The use of murder to improve the world, for instance, is popular in American intellectual circles as if there had never been any historical precedents. I think about these things all the time.
“All I have is a voice,” Auden wrote in “September 1, 1939,” “To undo the folded lie.” Of course he then later disowned this poem . . . But it seems to me your poems are often motivated by the desire to “undo folded lies,” or at least to expose the various complexities that politicians and pundits attempt to disguise from us.
Let’s hope so. Poetry in my view is a defense of the individual against all the forces arrayed against him. Every religion, every ideology and orthodoxy of thought and manner wants to reeducate him and make him into something else. To sing from the same sheet is the ideal. A true patriot doesn’t think for himself, they’ll tell you. I realize that there’s a long tradition in poetry of not speaking truth to power and, in fact, of being its groveling apologist. I just don’t have it in me.
On the other hand, one of the main pleasures of your work, for me anyway, is the way it reminds us of all the ordinary pleasures of life, and urges us, or rather invites us, to enjoy them while we still can—things such as fried shrimp, tomatoes, roast lamb, red wine . . .
Don’t forget sausages sautéed with potatoes and onions!
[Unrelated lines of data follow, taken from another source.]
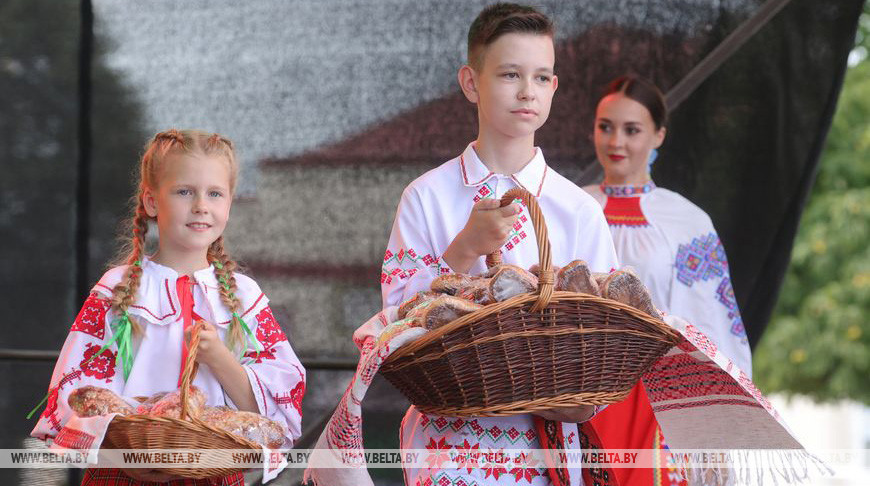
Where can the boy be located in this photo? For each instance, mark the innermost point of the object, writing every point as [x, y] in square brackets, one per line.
[449, 218]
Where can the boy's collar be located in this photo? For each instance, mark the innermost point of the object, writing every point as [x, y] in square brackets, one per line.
[530, 177]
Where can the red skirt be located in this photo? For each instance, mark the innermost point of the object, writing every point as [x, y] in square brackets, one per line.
[115, 477]
[631, 424]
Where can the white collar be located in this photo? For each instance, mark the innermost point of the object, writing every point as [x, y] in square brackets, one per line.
[157, 298]
[531, 177]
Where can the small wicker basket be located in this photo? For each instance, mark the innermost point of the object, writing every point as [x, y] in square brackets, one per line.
[535, 351]
[188, 432]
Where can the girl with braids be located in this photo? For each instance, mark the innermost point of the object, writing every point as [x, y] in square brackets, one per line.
[132, 332]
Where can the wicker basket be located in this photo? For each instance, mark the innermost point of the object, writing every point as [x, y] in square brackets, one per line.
[535, 351]
[150, 432]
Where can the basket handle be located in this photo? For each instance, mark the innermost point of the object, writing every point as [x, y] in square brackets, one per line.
[546, 278]
[190, 369]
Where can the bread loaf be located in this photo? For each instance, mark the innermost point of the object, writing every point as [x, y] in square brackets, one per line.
[509, 281]
[445, 309]
[169, 405]
[625, 286]
[415, 301]
[251, 426]
[90, 401]
[576, 277]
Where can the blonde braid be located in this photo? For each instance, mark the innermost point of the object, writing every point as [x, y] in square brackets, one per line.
[224, 268]
[124, 293]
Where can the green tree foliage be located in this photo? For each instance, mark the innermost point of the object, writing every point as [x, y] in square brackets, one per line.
[818, 341]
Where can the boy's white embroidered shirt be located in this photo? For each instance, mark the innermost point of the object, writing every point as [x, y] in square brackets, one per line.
[433, 210]
[276, 376]
[435, 207]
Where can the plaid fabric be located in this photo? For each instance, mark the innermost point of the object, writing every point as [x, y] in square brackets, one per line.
[115, 477]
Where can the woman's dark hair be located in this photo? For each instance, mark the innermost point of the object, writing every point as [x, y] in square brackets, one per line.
[643, 92]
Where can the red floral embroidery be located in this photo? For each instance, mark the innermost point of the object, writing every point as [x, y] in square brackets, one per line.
[92, 318]
[700, 341]
[51, 409]
[51, 404]
[469, 456]
[494, 464]
[437, 454]
[101, 367]
[296, 396]
[269, 333]
[260, 356]
[524, 472]
[525, 468]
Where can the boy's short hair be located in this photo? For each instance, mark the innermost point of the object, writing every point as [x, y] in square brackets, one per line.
[499, 19]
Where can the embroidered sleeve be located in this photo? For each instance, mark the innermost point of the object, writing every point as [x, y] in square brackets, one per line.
[277, 377]
[701, 293]
[81, 363]
[410, 262]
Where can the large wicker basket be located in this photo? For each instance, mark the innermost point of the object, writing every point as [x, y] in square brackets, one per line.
[535, 351]
[151, 432]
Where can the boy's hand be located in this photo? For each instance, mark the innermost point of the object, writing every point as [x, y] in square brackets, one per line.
[580, 413]
[211, 349]
[487, 229]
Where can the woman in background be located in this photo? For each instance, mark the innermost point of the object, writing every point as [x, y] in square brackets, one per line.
[673, 247]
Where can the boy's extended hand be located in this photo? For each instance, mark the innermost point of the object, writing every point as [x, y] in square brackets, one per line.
[580, 413]
[487, 229]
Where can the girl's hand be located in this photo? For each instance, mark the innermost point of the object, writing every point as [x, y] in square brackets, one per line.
[211, 349]
[577, 414]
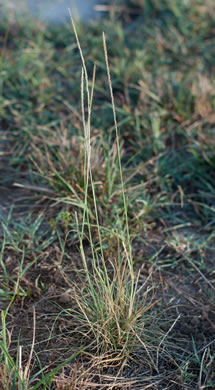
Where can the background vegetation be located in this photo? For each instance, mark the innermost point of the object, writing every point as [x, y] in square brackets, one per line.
[107, 205]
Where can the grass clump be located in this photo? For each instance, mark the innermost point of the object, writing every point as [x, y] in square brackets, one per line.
[106, 267]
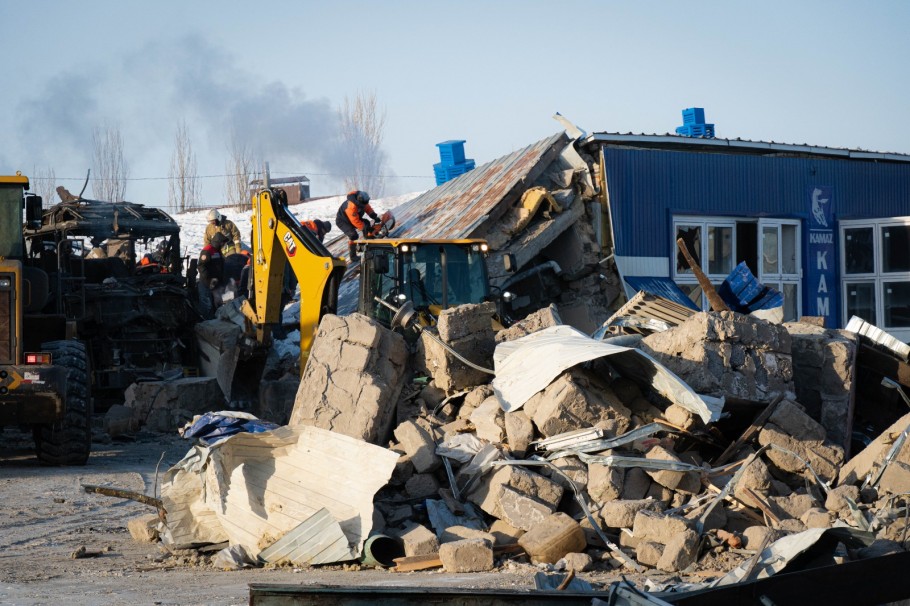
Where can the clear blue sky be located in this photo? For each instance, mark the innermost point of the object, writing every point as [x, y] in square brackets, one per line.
[493, 73]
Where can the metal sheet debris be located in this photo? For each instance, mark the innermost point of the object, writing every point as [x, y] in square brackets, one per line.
[527, 365]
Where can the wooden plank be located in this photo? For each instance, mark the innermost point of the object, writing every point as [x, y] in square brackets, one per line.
[750, 432]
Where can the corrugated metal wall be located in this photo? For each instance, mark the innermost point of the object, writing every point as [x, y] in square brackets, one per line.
[647, 187]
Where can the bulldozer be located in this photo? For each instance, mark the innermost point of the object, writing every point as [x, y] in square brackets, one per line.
[82, 316]
[43, 385]
[425, 276]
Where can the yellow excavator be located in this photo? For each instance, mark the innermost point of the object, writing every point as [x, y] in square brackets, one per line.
[425, 276]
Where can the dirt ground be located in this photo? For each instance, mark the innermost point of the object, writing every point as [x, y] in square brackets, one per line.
[45, 516]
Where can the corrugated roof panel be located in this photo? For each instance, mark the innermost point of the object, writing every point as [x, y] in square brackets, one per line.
[462, 207]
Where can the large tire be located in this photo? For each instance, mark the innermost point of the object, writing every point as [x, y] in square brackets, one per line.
[68, 441]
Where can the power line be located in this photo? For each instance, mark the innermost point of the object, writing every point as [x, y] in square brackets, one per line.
[339, 176]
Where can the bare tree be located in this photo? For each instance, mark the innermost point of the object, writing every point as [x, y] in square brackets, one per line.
[110, 169]
[44, 184]
[362, 125]
[241, 169]
[183, 184]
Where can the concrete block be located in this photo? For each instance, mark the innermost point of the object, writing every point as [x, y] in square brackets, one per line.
[521, 511]
[816, 517]
[576, 400]
[419, 446]
[680, 552]
[489, 421]
[418, 540]
[835, 501]
[276, 400]
[755, 477]
[604, 483]
[504, 533]
[679, 416]
[489, 489]
[538, 320]
[422, 486]
[666, 478]
[754, 536]
[519, 432]
[144, 528]
[824, 376]
[648, 553]
[579, 562]
[653, 526]
[352, 379]
[468, 555]
[466, 320]
[855, 470]
[460, 533]
[552, 539]
[120, 420]
[895, 479]
[621, 513]
[727, 354]
[167, 405]
[635, 484]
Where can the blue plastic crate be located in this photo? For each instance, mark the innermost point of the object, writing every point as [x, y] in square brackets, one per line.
[696, 130]
[451, 152]
[694, 115]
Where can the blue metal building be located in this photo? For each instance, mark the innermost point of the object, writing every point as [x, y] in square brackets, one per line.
[828, 227]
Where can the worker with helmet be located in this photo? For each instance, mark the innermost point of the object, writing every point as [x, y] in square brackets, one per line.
[319, 228]
[350, 218]
[218, 223]
[210, 268]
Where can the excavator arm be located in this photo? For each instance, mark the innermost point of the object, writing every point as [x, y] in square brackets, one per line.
[280, 243]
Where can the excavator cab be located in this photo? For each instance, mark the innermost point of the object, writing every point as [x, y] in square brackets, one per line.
[430, 274]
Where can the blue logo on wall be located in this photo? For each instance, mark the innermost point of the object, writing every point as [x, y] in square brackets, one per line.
[820, 274]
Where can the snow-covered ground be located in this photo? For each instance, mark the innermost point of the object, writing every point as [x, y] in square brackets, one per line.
[192, 224]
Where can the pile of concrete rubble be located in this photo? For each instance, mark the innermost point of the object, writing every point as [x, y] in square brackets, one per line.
[721, 444]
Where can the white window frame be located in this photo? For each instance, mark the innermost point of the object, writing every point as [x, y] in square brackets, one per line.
[688, 278]
[877, 277]
[779, 279]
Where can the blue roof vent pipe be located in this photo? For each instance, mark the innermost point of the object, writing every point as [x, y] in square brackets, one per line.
[694, 124]
[453, 162]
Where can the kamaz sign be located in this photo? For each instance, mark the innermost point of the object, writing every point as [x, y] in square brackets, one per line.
[821, 277]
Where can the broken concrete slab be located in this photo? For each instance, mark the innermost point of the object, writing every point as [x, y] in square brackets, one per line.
[419, 446]
[621, 513]
[468, 555]
[144, 528]
[793, 430]
[489, 491]
[577, 400]
[488, 421]
[519, 432]
[352, 380]
[164, 406]
[824, 364]
[727, 354]
[521, 511]
[552, 539]
[467, 329]
[870, 458]
[538, 320]
[651, 525]
[417, 539]
[679, 552]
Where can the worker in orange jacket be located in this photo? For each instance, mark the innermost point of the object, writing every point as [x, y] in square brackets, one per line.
[350, 218]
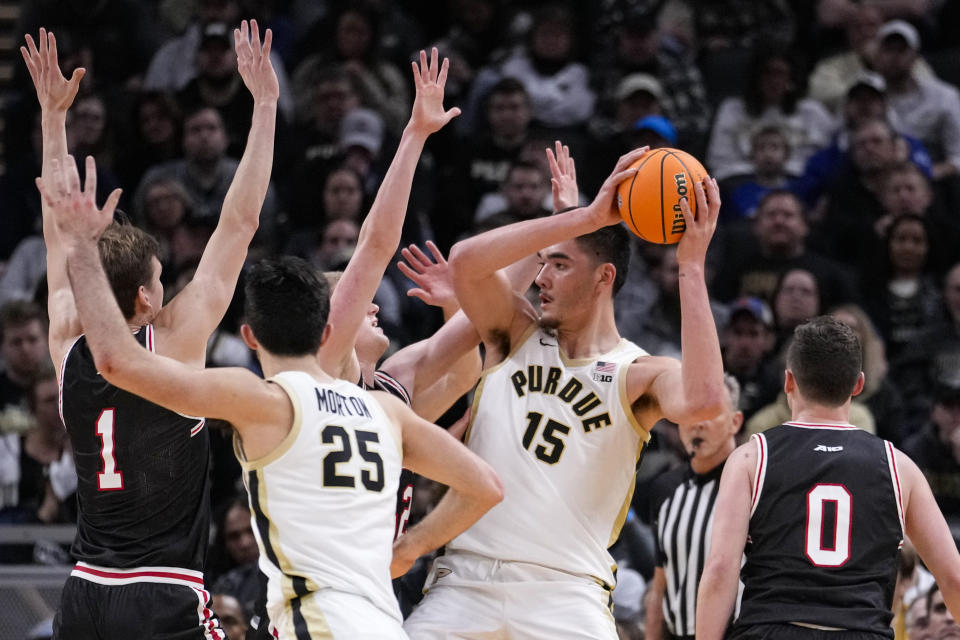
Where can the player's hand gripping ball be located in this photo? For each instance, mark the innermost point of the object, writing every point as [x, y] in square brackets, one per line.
[649, 202]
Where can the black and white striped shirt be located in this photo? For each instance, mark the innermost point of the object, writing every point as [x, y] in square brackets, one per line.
[682, 510]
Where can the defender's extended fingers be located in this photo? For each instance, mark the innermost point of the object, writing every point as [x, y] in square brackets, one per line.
[437, 254]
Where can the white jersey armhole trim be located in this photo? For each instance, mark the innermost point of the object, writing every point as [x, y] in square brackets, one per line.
[895, 480]
[622, 372]
[63, 369]
[285, 445]
[760, 473]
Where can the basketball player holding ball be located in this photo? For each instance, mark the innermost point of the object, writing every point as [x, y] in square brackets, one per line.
[562, 412]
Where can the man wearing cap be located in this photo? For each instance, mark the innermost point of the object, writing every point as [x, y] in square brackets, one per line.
[928, 108]
[936, 447]
[747, 342]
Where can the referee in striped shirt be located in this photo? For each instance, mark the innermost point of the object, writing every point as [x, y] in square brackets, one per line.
[682, 516]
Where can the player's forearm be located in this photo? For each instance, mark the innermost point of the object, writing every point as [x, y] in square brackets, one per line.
[453, 515]
[105, 329]
[248, 190]
[382, 227]
[479, 257]
[701, 368]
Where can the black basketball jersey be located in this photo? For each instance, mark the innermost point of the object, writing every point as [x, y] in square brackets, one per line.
[825, 529]
[385, 382]
[143, 486]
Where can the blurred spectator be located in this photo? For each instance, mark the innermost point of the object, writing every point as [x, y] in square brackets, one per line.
[928, 108]
[936, 448]
[640, 50]
[740, 24]
[521, 196]
[43, 463]
[206, 171]
[879, 393]
[325, 96]
[796, 299]
[155, 137]
[773, 96]
[487, 160]
[559, 87]
[769, 151]
[865, 101]
[233, 621]
[234, 554]
[747, 341]
[24, 271]
[165, 210]
[350, 39]
[175, 64]
[360, 142]
[117, 35]
[217, 84]
[830, 79]
[476, 35]
[933, 354]
[902, 296]
[777, 243]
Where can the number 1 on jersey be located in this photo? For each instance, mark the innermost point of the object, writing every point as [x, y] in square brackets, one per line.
[109, 479]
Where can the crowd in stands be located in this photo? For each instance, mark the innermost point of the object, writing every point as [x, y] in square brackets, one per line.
[833, 127]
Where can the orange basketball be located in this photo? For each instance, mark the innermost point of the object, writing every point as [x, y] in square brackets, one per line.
[650, 201]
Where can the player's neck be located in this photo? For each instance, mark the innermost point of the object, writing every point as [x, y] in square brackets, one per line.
[272, 365]
[803, 410]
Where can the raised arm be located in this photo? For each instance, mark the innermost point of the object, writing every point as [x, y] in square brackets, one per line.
[197, 310]
[55, 94]
[236, 395]
[430, 451]
[692, 391]
[486, 296]
[717, 594]
[380, 232]
[929, 532]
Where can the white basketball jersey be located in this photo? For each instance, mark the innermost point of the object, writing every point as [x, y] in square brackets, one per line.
[565, 442]
[323, 502]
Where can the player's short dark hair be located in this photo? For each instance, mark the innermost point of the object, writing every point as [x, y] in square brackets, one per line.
[609, 244]
[286, 305]
[127, 255]
[17, 313]
[826, 359]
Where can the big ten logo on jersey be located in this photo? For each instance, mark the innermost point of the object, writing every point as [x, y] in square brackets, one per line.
[571, 391]
[679, 224]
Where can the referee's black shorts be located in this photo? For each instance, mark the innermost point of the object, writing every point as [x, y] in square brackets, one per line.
[796, 632]
[92, 611]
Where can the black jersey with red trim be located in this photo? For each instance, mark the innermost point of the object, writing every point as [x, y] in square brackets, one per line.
[383, 381]
[143, 471]
[825, 530]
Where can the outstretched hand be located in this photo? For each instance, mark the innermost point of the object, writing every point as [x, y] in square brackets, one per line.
[428, 115]
[695, 240]
[433, 277]
[54, 91]
[74, 209]
[253, 62]
[563, 178]
[604, 210]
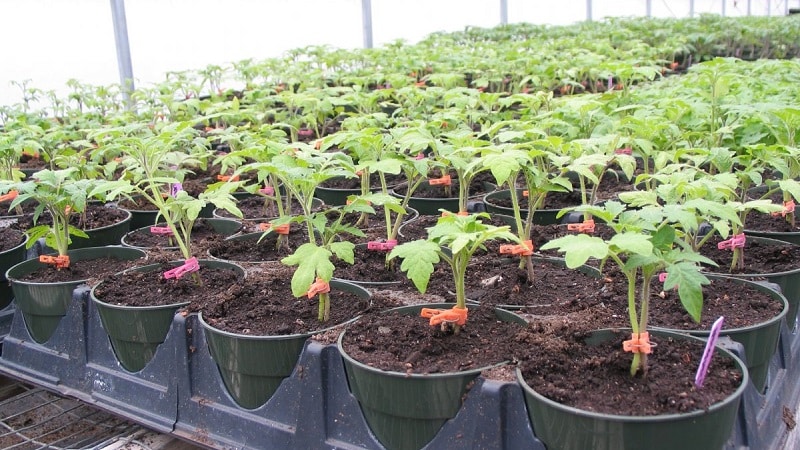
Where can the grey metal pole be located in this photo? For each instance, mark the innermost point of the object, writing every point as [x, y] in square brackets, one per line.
[123, 50]
[366, 20]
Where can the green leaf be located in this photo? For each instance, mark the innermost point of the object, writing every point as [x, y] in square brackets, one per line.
[689, 281]
[312, 262]
[419, 258]
[578, 248]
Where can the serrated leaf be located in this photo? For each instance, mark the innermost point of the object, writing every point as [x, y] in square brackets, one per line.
[578, 248]
[419, 258]
[312, 262]
[689, 281]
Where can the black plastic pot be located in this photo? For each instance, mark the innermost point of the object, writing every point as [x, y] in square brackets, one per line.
[760, 341]
[137, 331]
[562, 427]
[253, 367]
[44, 304]
[225, 227]
[405, 411]
[9, 258]
[108, 235]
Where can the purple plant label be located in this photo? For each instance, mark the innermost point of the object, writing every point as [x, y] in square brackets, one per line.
[708, 352]
[175, 188]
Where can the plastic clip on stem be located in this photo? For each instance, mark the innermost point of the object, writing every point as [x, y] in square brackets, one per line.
[734, 242]
[189, 266]
[382, 246]
[318, 287]
[280, 229]
[455, 315]
[61, 261]
[586, 227]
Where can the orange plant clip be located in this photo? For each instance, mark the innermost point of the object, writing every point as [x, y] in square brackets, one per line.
[318, 287]
[11, 195]
[454, 315]
[443, 181]
[586, 227]
[61, 262]
[524, 249]
[280, 229]
[638, 344]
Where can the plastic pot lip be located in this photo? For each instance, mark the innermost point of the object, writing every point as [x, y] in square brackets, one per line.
[74, 252]
[733, 397]
[761, 275]
[413, 376]
[728, 331]
[335, 284]
[150, 268]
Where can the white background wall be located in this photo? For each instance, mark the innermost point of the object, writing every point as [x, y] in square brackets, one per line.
[51, 41]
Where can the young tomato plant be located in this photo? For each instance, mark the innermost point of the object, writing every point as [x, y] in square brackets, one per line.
[644, 245]
[454, 239]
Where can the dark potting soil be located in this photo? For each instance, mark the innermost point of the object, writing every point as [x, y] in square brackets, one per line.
[766, 222]
[266, 250]
[557, 364]
[93, 270]
[202, 232]
[408, 344]
[152, 289]
[95, 216]
[256, 207]
[137, 204]
[264, 306]
[355, 183]
[10, 238]
[759, 257]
It’s also highly advisable to have a philosopher or two on hand. A few pages of Plato while working on a baked ham. Wittgenstein’s Tractatus over a bowl of spaghetti with littleneck clams. We think best when we bring opposites together, when we realize that all these realities, one inside the other, are somehow connected. That’s how the wonder and amazement that are so necessary to both poetry and philosophy come about. A “truth” detached and puriﬁed of pleasures of ordinary life is not worth a damn in my view. Every grand theory and noble sentiment ought to be ﬁrst tested in the kitchen—and then in bed, of course.